Es gibt drei Möglichkeiten, wie das Zement im Zahnhalsbereich, d. h. an der Schmelz-Zement-Grenze, in den Schmelz übergehen kann:

 Zement und Schmelz treffen scharf aufeinander. Diese Situation trifft man in rund 30 % aller Fälle an (Abb. 2-33a).

 Das Zement überragt den zervikalen Schmelzrand („supraalveolärer Zementkragen“). Dies kommt in rund 60 % der Fälle vor. In einem Längsschnitt durch den Zahn erkennt man im Zahnhalsbereich von innen nach außen folgende Schichten: Pulpa, Dentin, Schmelz, Zement (Abb. 2-33b).

 Das Zement endet apikal vom Schmelz (10 %). In diesem Fall liegt das dazwischen befindliche Dentin frei (Abb. 2-33c).

Abb. 2-33 Übergangsmöglichkeiten Schmelz-Zement: a Schmelz und Zement treffen scharf aufeinander. b Das Zement überragt den zervikalen Schmelzrand. c Das Zement endet apikal vom Schmelzrand.

Generell wird die Zementschicht von koronal (50 bis 150 µm) nach apikal (200 bis 600 µm) dicker (Rateitschak et al. 2004). Während der koronale Zementbereich zellfrei ist, kommen im apikalen Abschnitt Zellen (Zementozyten) vor.

Zement enthält in der Regel kollagene Fasern. Zwei Fasersysteme können unterschieden werden:

 Um die Zahnwurzel verlaufende, nur auf das Zement beschränkte Bündel kollagener Fibrillen (Fäserchen) („intrinsische Fasern“), die sog. von-Ebner-Fibrillen. Solche Fasern sind immer vorhanden, wenn das Zement zellhaltig ist.

 Vom Periost in das Wurzelzement einstrahlende Bündel kollagener Fasern („extrinsische Fasern“), die sog. Sharpey-Fasern.

Es lassen sich vier Zementarten unterscheiden (Abb. 2-34):

 Azelluläres Fremdfaserzement. In diese zellfreie Zementart strahlen von außen Fremdfasern (Sharpey-Fasern) ein. Es kommt in den zervikalen und mittleren Wurzelabschnitten vor.

 Zelluläres Gemischtfaserzement. Diese zellhaltige Zementart enthält Zementozyten und damit die von diesen Zellen gebildeten von-Ebner-Fibrillen (Eigenfasern). Darüber hinaus inserieren Sharpey-sche Fasern (Fremdfasern). Zelluläres Gemischtfaserzement ist im apikalen Wurzeldrittel und im Bereich von Bi- und Trifurkationen lokalisiert.

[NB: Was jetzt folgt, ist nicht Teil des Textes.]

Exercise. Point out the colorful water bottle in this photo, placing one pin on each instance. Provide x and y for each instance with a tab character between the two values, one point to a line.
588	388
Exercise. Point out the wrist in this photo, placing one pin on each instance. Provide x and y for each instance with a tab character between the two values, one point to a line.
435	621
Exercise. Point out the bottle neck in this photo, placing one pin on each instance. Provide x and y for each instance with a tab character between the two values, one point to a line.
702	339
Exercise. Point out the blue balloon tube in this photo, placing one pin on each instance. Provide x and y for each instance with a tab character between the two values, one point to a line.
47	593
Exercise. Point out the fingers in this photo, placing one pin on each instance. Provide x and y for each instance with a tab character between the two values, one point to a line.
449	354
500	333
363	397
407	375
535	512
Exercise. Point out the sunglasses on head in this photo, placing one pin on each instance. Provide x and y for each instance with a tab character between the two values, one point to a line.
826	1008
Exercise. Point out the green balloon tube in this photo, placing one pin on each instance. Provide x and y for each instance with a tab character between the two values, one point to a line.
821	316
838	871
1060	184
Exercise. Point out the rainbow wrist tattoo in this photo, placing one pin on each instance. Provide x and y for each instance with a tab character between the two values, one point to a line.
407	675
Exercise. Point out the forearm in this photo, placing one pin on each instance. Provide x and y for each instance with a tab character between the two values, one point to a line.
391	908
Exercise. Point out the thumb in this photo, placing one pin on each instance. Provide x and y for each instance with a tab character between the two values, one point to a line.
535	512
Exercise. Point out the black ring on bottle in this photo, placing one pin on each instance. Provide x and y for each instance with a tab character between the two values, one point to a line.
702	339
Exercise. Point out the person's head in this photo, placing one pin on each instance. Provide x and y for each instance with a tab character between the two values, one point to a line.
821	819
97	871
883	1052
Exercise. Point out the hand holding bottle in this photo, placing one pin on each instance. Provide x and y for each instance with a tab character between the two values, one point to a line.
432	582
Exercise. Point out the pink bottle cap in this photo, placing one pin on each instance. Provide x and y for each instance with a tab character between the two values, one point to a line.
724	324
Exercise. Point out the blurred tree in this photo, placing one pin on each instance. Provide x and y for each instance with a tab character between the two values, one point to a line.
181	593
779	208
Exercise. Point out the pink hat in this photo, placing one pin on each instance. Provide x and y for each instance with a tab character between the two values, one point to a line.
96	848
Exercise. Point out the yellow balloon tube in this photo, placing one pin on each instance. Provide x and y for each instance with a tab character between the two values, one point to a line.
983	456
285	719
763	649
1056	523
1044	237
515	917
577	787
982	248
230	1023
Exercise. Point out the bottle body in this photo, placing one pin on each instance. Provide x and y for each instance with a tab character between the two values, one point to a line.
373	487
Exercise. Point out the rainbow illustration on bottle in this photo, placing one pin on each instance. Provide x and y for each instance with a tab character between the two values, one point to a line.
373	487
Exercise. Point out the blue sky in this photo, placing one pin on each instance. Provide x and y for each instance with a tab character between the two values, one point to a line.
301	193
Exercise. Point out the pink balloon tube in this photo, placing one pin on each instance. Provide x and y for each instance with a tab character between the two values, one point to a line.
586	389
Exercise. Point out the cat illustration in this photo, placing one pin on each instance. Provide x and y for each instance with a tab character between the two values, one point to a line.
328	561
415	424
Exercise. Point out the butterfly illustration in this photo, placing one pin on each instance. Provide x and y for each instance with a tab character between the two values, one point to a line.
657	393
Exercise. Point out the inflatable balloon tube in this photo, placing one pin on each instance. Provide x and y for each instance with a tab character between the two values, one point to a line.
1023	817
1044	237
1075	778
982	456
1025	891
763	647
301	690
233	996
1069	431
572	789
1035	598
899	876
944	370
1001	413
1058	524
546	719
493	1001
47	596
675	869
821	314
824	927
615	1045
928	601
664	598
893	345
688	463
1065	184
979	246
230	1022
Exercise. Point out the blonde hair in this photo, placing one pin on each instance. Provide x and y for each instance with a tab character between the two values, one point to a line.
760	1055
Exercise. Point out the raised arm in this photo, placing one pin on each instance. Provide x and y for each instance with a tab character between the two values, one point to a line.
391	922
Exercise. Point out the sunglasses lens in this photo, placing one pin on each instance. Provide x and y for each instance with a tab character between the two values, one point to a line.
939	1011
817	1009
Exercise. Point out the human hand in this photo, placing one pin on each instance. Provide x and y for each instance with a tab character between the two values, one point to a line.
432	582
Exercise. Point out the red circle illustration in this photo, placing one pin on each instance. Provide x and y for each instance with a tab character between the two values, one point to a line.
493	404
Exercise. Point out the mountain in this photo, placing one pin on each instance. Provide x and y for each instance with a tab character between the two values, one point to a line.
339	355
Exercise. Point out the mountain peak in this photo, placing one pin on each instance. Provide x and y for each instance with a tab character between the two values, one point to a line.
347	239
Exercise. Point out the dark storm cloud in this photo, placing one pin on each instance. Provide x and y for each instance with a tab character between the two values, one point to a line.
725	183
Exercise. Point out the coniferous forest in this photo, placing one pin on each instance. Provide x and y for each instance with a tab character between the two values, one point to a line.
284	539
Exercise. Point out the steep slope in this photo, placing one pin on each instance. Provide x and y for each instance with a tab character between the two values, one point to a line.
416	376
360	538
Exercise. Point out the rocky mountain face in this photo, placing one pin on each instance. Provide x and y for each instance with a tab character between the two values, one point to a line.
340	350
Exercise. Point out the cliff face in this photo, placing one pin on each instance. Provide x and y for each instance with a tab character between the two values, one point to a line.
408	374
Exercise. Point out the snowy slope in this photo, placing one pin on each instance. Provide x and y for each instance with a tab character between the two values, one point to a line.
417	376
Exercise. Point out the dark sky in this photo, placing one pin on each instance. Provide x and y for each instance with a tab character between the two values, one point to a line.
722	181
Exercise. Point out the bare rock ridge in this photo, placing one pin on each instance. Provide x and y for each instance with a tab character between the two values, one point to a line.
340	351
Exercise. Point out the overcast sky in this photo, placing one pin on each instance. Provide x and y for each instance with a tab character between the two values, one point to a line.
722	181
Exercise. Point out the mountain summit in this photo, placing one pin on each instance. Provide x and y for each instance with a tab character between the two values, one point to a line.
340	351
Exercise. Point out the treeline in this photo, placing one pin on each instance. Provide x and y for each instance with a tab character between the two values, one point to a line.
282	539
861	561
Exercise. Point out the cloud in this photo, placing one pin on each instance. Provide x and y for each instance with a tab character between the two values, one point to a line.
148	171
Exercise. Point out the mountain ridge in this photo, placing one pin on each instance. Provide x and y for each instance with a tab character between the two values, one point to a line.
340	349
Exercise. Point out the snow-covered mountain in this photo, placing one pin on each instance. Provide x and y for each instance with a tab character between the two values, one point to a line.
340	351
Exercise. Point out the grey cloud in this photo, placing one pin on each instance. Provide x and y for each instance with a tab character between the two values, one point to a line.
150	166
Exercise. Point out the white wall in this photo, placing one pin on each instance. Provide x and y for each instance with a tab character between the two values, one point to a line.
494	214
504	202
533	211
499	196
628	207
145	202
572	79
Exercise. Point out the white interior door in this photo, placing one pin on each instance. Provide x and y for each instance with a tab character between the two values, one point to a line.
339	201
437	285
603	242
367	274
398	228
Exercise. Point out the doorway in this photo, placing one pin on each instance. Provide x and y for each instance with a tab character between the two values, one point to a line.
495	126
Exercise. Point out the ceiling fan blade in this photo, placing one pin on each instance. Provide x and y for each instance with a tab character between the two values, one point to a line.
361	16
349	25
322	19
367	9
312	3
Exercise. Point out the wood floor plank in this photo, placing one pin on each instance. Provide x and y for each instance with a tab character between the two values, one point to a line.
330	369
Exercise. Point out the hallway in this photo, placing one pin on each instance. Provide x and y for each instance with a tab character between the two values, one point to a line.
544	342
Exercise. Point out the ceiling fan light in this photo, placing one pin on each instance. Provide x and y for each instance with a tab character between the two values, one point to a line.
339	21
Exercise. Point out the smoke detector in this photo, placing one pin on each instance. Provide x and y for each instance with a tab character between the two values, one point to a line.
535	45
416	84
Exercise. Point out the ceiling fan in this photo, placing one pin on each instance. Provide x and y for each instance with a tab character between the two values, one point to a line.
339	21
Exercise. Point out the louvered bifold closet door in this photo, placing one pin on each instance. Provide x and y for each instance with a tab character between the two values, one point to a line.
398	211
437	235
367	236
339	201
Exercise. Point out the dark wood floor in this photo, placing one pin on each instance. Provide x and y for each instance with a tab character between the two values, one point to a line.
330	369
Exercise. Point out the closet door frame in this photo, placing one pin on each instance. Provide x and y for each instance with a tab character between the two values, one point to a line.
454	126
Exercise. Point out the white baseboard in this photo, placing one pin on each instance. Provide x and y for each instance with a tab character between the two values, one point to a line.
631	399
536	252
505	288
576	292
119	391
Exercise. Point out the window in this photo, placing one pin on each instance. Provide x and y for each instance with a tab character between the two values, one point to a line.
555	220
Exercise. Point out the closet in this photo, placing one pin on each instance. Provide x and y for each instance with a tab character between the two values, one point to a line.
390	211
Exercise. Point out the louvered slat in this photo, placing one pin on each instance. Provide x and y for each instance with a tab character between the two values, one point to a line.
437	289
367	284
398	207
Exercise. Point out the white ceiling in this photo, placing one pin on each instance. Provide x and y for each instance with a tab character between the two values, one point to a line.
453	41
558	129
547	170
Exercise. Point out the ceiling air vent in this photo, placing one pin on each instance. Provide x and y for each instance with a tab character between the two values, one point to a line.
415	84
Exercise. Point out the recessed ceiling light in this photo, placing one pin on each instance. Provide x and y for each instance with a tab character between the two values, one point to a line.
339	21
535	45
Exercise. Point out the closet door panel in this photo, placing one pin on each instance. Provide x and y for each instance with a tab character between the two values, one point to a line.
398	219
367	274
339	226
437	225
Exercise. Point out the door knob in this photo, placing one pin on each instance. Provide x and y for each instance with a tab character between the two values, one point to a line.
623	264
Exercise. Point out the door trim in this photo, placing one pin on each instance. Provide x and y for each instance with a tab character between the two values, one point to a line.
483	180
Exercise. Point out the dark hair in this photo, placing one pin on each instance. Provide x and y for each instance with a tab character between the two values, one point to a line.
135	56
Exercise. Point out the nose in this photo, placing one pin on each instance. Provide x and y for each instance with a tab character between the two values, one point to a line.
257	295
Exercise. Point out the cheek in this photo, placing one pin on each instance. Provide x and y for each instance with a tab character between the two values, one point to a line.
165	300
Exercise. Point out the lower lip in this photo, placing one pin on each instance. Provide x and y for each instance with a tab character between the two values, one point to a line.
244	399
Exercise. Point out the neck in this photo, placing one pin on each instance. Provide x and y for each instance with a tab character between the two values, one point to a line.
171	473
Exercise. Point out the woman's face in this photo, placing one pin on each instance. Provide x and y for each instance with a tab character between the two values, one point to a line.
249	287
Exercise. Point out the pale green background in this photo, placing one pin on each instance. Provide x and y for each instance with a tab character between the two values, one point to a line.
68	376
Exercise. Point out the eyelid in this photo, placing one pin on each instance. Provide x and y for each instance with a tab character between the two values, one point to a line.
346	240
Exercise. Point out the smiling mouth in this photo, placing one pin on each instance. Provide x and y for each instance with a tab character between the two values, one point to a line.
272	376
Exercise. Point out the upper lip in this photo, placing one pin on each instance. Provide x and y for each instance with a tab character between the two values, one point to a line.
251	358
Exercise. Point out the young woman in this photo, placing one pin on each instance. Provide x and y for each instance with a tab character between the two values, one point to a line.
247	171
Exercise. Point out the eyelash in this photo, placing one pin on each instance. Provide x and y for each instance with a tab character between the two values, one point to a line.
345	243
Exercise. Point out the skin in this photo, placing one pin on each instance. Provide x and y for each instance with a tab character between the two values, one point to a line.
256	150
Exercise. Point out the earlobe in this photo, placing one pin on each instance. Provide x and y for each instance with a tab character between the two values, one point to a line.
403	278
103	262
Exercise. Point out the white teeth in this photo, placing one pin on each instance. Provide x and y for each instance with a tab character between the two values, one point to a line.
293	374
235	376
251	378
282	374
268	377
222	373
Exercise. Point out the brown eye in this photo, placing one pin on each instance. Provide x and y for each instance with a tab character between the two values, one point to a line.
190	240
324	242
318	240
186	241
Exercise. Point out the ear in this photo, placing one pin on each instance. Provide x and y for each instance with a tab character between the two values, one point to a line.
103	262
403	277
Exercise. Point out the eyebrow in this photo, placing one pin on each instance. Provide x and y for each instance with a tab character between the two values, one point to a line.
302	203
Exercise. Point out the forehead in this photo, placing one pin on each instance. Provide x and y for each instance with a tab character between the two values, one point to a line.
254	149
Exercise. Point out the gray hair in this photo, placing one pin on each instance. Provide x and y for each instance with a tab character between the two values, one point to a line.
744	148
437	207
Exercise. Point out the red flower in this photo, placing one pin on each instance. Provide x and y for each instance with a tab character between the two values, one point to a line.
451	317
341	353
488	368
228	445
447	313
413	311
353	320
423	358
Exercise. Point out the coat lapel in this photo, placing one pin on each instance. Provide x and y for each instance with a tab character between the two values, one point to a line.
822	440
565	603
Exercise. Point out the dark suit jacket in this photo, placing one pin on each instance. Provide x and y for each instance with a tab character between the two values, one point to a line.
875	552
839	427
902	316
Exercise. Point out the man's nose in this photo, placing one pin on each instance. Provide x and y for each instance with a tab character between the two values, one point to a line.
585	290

 Azellulär-afibrilläres Zement. Diese Zementart liegt dem zervikalen Bereich des Schmelzes in Form von Zementzungen und Zementinseln auf.

 Zelluläres Eigenfaserzement. Es besteht aus Zementozyten und von-Ebner-Fibrillen. Es wird bei Reparationsprozessen (Wurzelresorptionen, Wurzelfrakturen, Zahntraumata) gebildet.


Abb. 2-34 Lokalisation der verschiedenen Zementarten. a azelluläres Fremdfaserzement; b zelluläres Gemischtfaserzement; c azellulär-afibrilläres Zement; d zelluläres Eigenfaserzement.